Édito pour le carême 2020

1 février 2020 Non Par Paroisse Saint-Paul

En cette fin du mois de février nous allons entrer en carême. Pourquoi ? Pour renaître.

Un homme peut-il naître de nouveau ? Peut-il entrer dans le ventre de sa mère une seconde fois pour naître à nouveau ? demanda Nicodème à Jésus ? Oui, s’il vit de l’Esprit Saint lui répond le Christ.

Nous naissons à la vie terrestre par nos parents, et par le Christ nous naissons à la vie divine.  Baptême. Le carême est un moment pour approfondir cette vie surnaturelle, et son couronnement est la veillée pascale où nous replongeons complètement dans cette vie baptismale.

Mais vivons-nous vraiment dès maintenant de cette vie ? Qu’avons-nous vraiment à faire ici-bas ? Nous nous plions sans cesse sous les exigences de ce monde. Et quand nous regardons en arrière, nous voyons bien souvent une succession de journées bien remplies mais parfois insignifiantes… Nous sommes parfois comme des marcheurs qui marchent très occupés, mais sans savoir où ils vont. Or, nous sommes invités à vivre selon l’Esprit de Dieu et le lieu où nous devons aller c’est le Ciel. Il nous faut nous rappeler pourquoi nous existons.
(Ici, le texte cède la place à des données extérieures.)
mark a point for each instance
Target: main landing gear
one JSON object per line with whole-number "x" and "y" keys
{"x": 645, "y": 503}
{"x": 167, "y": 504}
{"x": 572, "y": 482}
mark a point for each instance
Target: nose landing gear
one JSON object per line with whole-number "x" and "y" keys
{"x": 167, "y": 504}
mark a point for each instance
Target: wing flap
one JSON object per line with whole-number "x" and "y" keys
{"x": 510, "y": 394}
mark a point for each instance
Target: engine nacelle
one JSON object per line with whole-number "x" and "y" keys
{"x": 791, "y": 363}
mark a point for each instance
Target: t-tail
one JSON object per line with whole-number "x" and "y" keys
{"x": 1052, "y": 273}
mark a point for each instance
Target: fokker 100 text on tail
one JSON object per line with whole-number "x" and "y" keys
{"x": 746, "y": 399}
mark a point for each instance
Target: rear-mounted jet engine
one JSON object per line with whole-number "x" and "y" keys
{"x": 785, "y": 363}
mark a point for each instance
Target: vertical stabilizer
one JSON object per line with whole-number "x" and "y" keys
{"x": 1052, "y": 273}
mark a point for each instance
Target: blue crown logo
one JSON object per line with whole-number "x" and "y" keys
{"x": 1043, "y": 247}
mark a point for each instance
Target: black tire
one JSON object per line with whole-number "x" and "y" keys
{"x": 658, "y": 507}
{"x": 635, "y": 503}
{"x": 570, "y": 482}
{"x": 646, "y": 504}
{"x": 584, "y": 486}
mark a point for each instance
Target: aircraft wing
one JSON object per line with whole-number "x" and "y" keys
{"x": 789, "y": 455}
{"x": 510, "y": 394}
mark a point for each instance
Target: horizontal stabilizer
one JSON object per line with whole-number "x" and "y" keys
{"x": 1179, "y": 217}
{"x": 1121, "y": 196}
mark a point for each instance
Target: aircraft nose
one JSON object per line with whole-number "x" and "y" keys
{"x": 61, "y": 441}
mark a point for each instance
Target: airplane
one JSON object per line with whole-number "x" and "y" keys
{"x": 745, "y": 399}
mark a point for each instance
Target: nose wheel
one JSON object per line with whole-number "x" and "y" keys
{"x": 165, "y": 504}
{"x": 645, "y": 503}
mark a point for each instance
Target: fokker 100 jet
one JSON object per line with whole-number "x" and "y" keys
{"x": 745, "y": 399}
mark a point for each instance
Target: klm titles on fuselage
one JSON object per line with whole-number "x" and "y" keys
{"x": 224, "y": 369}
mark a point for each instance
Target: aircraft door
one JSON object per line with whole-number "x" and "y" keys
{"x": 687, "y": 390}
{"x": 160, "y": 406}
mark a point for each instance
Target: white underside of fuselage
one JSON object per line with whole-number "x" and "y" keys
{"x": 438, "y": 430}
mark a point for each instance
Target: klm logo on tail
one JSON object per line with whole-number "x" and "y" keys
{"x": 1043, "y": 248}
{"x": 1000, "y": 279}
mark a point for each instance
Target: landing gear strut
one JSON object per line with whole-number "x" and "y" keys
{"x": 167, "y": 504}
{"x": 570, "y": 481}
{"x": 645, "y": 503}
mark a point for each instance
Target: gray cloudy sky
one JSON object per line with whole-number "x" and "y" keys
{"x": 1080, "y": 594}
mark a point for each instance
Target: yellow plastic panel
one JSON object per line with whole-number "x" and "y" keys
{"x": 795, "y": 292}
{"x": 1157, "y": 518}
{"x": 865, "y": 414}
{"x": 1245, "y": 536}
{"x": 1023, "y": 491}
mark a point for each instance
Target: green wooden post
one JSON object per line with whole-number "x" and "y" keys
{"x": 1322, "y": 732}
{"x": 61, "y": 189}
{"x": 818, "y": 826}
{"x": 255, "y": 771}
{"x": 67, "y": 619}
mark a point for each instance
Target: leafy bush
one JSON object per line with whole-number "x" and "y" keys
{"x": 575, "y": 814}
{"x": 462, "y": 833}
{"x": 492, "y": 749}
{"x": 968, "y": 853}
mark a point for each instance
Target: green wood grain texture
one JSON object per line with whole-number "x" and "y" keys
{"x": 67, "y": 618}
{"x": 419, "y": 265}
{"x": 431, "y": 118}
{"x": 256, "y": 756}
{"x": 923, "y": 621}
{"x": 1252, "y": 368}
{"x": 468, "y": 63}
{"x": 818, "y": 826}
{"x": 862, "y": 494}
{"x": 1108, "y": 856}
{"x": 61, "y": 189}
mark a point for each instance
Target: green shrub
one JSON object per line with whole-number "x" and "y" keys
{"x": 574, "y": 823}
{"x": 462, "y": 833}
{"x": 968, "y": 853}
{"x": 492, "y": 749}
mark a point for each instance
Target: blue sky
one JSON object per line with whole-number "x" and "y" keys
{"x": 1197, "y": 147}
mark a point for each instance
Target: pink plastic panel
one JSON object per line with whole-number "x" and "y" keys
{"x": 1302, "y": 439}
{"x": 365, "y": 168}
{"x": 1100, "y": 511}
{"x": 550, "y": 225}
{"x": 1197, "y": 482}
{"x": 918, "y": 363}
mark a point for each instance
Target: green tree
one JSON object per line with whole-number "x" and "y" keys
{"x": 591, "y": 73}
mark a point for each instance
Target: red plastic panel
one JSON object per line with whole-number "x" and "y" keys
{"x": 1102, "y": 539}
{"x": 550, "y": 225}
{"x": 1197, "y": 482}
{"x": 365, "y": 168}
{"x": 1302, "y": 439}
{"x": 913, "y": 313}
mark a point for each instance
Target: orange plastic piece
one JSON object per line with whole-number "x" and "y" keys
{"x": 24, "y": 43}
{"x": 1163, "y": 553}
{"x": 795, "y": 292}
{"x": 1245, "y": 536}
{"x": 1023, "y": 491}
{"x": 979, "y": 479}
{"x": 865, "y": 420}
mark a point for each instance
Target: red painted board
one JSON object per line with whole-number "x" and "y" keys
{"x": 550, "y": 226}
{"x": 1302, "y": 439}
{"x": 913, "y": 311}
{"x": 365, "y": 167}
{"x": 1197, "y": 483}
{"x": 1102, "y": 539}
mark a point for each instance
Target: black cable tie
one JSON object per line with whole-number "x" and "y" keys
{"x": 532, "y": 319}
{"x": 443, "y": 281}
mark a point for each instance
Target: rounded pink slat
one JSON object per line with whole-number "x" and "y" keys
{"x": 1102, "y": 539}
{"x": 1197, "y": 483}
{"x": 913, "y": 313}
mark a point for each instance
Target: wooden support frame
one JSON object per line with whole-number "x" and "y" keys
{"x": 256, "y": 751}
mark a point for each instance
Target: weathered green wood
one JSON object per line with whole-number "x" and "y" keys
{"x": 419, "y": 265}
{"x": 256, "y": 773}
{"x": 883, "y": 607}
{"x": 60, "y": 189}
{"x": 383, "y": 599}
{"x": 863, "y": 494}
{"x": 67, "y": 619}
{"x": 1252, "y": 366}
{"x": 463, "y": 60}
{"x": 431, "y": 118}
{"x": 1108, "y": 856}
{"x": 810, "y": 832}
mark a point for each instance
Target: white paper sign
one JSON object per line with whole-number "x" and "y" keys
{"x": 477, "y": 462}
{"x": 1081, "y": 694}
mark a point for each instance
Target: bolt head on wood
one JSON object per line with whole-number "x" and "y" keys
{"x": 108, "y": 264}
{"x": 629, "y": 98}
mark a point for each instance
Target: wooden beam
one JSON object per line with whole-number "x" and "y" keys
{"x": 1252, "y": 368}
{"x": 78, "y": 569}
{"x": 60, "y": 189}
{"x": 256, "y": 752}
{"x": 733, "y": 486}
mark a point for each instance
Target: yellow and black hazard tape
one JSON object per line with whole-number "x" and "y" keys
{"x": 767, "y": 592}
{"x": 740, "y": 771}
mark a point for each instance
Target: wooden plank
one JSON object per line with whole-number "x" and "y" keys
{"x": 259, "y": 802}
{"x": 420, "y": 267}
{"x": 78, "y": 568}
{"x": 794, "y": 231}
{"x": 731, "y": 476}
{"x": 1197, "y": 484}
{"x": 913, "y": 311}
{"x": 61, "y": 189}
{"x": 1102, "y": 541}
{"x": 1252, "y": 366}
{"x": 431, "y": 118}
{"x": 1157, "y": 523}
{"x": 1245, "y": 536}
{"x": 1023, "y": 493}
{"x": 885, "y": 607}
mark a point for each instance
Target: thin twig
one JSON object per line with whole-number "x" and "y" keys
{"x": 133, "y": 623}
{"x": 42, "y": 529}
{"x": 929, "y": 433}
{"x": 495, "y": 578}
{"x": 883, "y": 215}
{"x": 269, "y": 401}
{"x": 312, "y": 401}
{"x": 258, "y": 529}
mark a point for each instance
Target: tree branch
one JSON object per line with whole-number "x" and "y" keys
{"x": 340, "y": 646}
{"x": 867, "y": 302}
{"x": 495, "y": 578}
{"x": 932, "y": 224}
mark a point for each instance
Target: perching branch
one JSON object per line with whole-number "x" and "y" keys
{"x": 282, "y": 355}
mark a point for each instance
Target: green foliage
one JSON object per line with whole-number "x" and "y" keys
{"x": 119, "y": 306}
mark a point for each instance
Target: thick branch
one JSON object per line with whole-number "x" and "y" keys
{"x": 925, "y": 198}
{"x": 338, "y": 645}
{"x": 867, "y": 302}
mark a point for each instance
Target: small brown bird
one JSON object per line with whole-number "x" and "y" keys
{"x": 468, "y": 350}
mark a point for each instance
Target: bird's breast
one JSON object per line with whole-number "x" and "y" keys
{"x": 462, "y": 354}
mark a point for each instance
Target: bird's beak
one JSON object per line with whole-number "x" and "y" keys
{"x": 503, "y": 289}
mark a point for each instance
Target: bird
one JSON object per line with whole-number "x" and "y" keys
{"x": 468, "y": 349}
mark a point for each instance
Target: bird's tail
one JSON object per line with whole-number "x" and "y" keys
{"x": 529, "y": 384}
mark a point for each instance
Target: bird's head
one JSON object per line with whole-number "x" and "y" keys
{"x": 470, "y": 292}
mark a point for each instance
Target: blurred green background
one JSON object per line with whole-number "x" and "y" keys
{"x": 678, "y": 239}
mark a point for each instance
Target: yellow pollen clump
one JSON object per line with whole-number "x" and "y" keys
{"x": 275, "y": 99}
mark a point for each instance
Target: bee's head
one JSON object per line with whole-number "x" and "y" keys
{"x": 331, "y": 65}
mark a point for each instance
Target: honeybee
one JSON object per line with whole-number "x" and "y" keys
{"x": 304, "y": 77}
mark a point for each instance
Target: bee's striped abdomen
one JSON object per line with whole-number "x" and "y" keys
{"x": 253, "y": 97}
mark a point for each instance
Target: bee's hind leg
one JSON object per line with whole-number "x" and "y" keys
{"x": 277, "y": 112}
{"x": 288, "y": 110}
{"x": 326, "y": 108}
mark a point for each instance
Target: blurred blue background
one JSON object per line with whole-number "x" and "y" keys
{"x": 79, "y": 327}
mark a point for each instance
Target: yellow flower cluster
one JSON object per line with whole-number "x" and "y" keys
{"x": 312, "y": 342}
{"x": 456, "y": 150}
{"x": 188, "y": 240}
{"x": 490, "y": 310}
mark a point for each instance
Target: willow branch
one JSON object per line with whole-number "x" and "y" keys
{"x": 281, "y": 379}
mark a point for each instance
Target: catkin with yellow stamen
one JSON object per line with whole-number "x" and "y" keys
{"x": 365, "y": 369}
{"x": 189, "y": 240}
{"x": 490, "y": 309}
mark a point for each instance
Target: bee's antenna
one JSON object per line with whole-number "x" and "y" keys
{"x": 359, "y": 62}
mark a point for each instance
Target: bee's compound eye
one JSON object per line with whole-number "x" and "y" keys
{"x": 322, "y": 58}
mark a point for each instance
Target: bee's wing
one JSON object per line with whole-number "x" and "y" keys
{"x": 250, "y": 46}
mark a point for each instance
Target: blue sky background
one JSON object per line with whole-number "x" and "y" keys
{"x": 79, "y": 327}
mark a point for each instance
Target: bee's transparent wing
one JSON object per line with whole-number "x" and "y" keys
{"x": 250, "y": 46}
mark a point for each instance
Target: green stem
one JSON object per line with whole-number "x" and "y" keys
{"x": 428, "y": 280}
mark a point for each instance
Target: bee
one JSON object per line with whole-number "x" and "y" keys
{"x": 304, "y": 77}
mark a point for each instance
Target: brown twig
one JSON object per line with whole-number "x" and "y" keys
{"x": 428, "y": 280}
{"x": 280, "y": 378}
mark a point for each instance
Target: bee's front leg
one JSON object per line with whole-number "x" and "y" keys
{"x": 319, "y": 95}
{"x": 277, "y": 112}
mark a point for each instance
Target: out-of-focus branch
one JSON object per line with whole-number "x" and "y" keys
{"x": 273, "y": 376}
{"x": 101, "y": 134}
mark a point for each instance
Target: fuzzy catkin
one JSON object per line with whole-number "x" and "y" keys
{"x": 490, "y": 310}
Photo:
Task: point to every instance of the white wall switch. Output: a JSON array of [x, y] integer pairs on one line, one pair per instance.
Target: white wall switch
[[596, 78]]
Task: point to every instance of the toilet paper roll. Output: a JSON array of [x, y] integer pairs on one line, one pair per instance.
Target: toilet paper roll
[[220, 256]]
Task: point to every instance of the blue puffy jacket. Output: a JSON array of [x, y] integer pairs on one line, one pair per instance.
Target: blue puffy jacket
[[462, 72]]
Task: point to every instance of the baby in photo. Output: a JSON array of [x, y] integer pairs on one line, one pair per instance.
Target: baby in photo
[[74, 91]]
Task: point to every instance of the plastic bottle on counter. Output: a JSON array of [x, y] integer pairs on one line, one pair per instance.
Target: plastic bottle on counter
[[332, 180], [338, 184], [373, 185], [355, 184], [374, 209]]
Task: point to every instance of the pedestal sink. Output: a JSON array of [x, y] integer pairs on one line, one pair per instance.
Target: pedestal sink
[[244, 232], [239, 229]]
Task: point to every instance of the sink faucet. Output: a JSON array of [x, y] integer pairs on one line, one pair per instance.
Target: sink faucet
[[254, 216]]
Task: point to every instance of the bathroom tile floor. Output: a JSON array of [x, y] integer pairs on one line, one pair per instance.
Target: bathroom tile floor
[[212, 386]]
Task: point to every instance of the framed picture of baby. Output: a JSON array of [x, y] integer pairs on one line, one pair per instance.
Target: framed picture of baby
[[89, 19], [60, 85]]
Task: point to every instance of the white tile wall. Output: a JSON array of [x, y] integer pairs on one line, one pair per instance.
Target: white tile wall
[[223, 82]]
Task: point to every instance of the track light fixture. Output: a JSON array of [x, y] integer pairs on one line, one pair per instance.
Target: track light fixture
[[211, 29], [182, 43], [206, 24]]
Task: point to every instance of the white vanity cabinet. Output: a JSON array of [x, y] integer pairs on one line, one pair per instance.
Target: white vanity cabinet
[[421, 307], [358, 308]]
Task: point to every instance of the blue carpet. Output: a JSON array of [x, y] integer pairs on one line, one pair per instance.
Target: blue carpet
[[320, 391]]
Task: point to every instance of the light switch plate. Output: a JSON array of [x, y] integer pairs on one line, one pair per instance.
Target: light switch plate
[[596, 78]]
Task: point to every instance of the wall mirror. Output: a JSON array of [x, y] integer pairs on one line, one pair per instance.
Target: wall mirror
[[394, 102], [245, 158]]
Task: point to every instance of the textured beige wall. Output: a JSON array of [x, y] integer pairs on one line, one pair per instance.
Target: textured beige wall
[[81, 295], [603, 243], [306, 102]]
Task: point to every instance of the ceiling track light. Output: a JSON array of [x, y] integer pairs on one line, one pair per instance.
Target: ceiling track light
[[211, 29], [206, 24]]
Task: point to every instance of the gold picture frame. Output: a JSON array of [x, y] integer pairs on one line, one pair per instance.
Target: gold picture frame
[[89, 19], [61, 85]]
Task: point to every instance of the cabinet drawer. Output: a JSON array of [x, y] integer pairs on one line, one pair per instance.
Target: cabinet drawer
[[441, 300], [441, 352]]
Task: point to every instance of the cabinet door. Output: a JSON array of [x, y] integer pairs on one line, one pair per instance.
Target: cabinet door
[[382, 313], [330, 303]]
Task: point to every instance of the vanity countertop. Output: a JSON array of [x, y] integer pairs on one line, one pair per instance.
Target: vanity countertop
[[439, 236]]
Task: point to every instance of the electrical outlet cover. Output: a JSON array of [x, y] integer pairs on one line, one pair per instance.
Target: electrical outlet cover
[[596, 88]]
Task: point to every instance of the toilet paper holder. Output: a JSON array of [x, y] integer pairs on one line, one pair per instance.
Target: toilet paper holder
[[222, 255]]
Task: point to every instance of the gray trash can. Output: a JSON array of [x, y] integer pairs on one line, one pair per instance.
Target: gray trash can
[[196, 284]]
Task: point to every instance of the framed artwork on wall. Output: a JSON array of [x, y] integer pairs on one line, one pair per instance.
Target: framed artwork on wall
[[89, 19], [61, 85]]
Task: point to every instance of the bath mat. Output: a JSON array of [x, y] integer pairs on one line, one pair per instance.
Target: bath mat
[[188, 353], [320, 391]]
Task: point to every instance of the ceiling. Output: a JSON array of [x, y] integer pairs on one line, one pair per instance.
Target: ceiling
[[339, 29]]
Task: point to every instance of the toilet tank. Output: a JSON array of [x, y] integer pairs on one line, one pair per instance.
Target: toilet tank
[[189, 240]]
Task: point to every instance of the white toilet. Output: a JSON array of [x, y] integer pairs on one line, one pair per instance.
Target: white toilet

Saint Ignace fut un homme qui reçut la grâce de renaître à la vie divine, en se convertissant radicalement pour passer de l’esprit mondain à la vie de pèlerin. Il nous redit ce qui est fondamental ; vivre selon ce premier principe : « l’homme a été créé pour cette fin : louer le Seigneur Dieu, le respecter et, en le servant, être finalement sauvé. Et tout ce qui se trouve d’autre sur terre a été créé à cause de l’homme lui-même pour l’aider à poursuivre la fin de sa création. Il s’ensuit donc qu’il doit user ou s’en abstenir à proportion de ce que cela favorise ou gêne la poursuite de sa fin. Aussi devons-nous nous comporter sans faire de différence entre toutes les choses créées (…), en sorte que, pour ce qui est de nous, nous ne cherchions pas la santé plus que la maladie ni ne préférions les richesses à la pauvreté, l’honneur au mépris, une vie longue à une vie brève. Mais, de toutes choses, il convient de choisir et de désirer celles-ci seulement qui conduisent à la fin.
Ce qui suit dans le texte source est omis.